On third downs, he can play zones on the outside or slide into the slot to take away quicker targets. He has some ability to play on core special teams units, but his dynamic return ability is something that should allow him to step in right away and contribute.

>>READ MORE: DeJean's Full Scouting Report

5. Terrion Arnold, Alabama

Big Board Rank: 32

Height: 6-foot-0

Weight: 189 pounds

Terrion Arnold projects as a No. 3 cornerback by his second season with the ability to play inside and out in primarily a man scheme for a team that asks its corners to press a fair amount. Due to some size and strength limitations, he may struggle some on the outside early, but he has the skill set to be given the opportunity. In the meantime, he should be an asset in the slot, which could become his best position.

On third downs, allowing him to work out of the slot will use his strengths early on. With his speed, toughness and willingness in the run game, he should be a core special teamer on most units.

>>READ MORE: Arnold's Full Scouting Report

4. Quinyon Mitchell Jr., Toledo

Big Board Rank: 28

Height: 6-foot-0

Weight: 195 pounds

Quinyon Mitchell projects as a starting three-down corner. He is a twitchy corner with great closing speed and ball skills and is solid all around in coverage. He will be best used in a scheme that asks him to be in man coverage on the outside or playing deep zone.

While he has the goods in pass coverage, he must improve his effort in the run game to be consistently trusted at the next level. Mitchell should not be considered for slot use until he shows improvement in this area.
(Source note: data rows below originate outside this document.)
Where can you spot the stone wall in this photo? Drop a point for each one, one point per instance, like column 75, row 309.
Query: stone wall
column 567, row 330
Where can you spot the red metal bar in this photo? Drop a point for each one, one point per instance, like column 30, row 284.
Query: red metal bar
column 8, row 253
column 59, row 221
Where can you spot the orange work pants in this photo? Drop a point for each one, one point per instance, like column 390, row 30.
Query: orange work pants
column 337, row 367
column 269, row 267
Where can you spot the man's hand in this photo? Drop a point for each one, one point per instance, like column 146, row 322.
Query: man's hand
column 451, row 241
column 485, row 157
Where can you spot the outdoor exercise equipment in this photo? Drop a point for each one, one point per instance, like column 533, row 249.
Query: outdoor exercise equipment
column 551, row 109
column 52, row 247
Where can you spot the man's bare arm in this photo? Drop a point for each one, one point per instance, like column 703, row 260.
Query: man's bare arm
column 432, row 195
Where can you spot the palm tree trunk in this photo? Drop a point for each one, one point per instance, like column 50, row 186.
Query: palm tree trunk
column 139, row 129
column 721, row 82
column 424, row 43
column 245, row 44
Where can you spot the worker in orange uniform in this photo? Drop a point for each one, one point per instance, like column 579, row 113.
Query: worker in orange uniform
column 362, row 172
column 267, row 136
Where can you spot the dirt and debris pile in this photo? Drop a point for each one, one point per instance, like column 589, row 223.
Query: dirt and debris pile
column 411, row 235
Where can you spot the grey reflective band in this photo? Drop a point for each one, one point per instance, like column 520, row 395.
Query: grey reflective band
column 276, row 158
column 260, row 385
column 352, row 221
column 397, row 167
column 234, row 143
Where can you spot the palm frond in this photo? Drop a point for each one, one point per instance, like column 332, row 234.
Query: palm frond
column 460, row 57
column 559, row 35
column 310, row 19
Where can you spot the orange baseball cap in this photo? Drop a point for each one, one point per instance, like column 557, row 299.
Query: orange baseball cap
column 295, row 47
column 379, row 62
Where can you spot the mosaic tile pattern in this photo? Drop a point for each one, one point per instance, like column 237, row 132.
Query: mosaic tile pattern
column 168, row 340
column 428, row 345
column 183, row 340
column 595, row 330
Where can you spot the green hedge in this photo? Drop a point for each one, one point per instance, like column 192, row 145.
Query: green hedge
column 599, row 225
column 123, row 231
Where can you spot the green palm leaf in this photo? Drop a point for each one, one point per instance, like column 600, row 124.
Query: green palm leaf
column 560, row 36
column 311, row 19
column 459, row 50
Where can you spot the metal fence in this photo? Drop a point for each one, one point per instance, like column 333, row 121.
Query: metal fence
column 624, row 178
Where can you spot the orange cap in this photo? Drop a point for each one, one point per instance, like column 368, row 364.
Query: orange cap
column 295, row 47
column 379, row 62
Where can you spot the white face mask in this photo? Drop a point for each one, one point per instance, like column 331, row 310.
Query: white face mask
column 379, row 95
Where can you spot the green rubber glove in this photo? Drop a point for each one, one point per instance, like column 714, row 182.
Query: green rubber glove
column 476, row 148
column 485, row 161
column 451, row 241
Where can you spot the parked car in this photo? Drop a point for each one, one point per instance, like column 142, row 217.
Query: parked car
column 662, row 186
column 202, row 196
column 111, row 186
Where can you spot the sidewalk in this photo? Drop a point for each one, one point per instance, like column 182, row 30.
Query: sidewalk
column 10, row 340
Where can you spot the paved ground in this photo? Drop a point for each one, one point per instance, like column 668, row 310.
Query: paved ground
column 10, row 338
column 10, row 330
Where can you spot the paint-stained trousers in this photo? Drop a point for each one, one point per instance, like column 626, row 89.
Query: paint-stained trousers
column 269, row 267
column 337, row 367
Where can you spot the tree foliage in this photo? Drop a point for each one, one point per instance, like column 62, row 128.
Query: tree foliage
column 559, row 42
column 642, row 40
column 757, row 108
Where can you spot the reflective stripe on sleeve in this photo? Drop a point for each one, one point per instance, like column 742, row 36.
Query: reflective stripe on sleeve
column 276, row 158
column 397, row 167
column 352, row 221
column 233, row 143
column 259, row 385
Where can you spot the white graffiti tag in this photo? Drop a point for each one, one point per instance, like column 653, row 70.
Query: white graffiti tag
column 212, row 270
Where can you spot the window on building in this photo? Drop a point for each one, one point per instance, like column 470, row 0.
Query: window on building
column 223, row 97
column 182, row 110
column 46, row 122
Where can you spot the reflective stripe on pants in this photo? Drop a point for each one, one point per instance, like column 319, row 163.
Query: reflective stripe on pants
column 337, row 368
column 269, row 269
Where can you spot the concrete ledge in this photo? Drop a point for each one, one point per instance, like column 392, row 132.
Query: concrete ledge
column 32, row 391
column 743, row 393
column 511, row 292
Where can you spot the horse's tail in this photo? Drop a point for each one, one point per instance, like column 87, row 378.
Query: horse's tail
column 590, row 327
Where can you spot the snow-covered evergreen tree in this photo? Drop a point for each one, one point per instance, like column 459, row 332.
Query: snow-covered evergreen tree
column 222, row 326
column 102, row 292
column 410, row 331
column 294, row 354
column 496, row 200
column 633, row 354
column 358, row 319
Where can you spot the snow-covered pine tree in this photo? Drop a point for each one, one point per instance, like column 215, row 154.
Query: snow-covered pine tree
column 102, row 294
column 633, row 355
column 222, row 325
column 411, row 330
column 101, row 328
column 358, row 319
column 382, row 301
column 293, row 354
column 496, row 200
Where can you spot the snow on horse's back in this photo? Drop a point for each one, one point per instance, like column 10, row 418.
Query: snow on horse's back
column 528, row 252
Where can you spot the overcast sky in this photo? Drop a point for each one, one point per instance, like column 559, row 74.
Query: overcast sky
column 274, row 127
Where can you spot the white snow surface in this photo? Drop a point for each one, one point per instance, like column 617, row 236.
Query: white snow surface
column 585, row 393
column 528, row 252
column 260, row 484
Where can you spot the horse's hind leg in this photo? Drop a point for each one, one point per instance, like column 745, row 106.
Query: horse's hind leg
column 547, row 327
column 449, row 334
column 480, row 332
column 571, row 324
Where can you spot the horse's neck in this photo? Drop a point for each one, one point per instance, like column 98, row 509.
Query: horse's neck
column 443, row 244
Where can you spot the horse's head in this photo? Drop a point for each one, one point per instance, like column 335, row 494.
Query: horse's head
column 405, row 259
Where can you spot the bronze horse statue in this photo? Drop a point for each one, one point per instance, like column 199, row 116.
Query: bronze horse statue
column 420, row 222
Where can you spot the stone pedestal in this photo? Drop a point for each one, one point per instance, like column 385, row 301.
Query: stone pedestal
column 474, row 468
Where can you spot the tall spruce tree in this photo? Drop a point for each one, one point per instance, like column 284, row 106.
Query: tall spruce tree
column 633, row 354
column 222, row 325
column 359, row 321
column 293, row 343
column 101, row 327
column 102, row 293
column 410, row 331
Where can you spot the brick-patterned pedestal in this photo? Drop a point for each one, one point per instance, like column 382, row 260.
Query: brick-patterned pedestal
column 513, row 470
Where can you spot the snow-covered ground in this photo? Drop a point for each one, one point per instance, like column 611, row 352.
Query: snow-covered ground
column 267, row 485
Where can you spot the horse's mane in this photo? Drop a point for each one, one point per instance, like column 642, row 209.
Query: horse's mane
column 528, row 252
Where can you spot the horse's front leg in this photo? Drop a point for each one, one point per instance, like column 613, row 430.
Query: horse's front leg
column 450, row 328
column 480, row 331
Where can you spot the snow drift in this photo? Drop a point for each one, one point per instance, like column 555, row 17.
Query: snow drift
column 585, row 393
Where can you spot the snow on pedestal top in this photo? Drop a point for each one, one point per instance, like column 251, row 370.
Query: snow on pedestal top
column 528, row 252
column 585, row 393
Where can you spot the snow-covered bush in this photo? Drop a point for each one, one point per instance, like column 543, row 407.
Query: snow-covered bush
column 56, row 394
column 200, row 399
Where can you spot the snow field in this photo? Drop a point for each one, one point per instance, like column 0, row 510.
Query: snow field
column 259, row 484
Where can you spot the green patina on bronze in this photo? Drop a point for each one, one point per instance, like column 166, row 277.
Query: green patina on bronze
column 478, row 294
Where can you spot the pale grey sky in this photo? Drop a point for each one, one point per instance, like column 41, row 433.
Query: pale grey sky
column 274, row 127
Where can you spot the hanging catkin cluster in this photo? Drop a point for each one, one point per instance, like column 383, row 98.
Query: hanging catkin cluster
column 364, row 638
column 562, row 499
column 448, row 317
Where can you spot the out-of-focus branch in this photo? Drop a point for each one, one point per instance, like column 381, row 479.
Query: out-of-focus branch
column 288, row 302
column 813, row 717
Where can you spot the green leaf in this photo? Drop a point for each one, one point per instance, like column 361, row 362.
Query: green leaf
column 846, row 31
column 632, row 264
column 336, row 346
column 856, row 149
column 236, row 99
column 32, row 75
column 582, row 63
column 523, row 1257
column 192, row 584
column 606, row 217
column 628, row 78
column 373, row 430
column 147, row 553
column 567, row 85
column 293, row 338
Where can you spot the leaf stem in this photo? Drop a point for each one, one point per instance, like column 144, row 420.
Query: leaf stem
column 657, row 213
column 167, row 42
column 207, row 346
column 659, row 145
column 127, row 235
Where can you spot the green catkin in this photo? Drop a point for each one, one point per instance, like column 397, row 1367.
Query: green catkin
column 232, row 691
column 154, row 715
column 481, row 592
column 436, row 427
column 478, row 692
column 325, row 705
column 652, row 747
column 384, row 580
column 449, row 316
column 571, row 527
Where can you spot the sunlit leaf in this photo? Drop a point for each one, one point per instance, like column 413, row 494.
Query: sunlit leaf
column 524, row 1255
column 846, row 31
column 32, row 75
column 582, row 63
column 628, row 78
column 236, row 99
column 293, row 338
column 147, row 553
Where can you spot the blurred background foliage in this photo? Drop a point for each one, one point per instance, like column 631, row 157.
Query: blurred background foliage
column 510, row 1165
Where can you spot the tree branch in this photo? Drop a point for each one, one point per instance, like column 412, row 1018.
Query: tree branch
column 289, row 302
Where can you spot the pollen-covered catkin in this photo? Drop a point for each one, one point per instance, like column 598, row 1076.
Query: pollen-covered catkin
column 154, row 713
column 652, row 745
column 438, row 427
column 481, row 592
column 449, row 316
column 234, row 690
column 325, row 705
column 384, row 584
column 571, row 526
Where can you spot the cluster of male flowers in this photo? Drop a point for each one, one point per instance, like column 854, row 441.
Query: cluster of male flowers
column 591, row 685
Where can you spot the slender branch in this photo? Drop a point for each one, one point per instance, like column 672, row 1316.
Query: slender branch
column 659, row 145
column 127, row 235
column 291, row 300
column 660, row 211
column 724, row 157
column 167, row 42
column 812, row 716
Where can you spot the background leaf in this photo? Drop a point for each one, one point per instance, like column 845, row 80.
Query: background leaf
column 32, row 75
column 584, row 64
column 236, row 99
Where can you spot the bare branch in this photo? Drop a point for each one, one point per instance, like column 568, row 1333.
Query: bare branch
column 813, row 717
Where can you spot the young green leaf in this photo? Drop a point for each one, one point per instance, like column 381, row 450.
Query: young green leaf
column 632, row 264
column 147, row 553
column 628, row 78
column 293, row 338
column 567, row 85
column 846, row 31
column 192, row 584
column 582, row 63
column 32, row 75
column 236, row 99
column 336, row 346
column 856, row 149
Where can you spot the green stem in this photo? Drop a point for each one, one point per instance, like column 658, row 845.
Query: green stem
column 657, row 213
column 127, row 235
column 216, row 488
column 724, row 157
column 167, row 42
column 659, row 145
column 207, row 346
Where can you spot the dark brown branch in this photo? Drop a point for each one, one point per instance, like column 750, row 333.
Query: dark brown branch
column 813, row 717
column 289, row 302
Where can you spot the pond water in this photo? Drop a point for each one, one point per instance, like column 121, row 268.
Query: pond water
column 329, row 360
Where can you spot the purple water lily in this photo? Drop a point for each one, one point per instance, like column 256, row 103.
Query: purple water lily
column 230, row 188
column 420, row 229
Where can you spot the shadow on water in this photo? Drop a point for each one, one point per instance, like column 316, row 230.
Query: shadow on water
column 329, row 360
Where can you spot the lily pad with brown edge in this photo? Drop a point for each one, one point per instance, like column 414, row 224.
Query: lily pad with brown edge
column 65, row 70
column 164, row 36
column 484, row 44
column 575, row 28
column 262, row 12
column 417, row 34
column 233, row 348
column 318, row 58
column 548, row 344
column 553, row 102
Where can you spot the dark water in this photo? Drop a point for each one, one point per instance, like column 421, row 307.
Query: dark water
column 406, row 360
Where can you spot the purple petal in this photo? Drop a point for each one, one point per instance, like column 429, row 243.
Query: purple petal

He has special teams experience covering kicks and punts and projects as a sufficient special teamer but does not show the urgency to be a difference-maker in this area.

>>READ MORE: Mitchell's Full Scouting Report

3. Ennis Rakestraw Jr., Missouri

Big Board Rank: 17

Height: 5-foot-11

Weight: 183 pounds

Ennis Rakestraw Jr. projects as a solid starting corner at the next level who plays predominantly in man coverage. He should excel in off-coverage, given his transition ability, but he should also excel in press, assuming he can get a little bit stronger and improve some of his technique. He has the instincts to be effective in zones but will be much better off for a defense in man. While he should mainly be an outside corner, he can slide into the slot in nickel and dime packages and not miss a beat.

He likely won't play much on special teams, given he’ll be a starting corner, but he could contribute such as by being a jammer on punt returns.

>>READ MORE: Rakestraw's Full Scouting Report

2. Nate Wiggins, Clemson

Big Board Rank: 14

Height: 6-foot-1

Weight: 173 pounds

Nate Wiggins projects as a high-end NFL starting cornerback who is scheme-versatile. He plays man coverage best but would also be more than adequate in zone coverage. If he can get a little bit stronger and fill out his frame, his skill set presents potential for elite status among NFL cornerbacks. While he can be a good slot corner, he should see most of his time on the outside.

On third downs, allowing him to press at the line and use his reactive athleticism to mirror receivers will help his defense the most. He’d likely be a good jammer on punt returns, but shyness in the run game and as a tackler makes him a player who likely only sufficiently contributes if needed on special teams.

>>READ MORE: Wiggins' Full Scouting Report

1. Kool-Aid McKinstry, Alabama

Big Board Rank: 13

Height: 6-foot-0

Weight: 199 pounds

Kool-Aid McKinstry is an ideal fit for a defense that uses a lot of man coverage, and he will be asked to shadow the elite pass catchers in today's NFL. He has a rare blend of size, quickness and long speed, along with physicality that will embarrass receivers attempting to block him. He can be effective in any scheme and potentially grow into any role.

His dynamic athleticism and flashes of savvy and passion could lead to him being one of the top players on defense at the next level. He is truly a four-down player and can assist special teams on coverage and as a returner.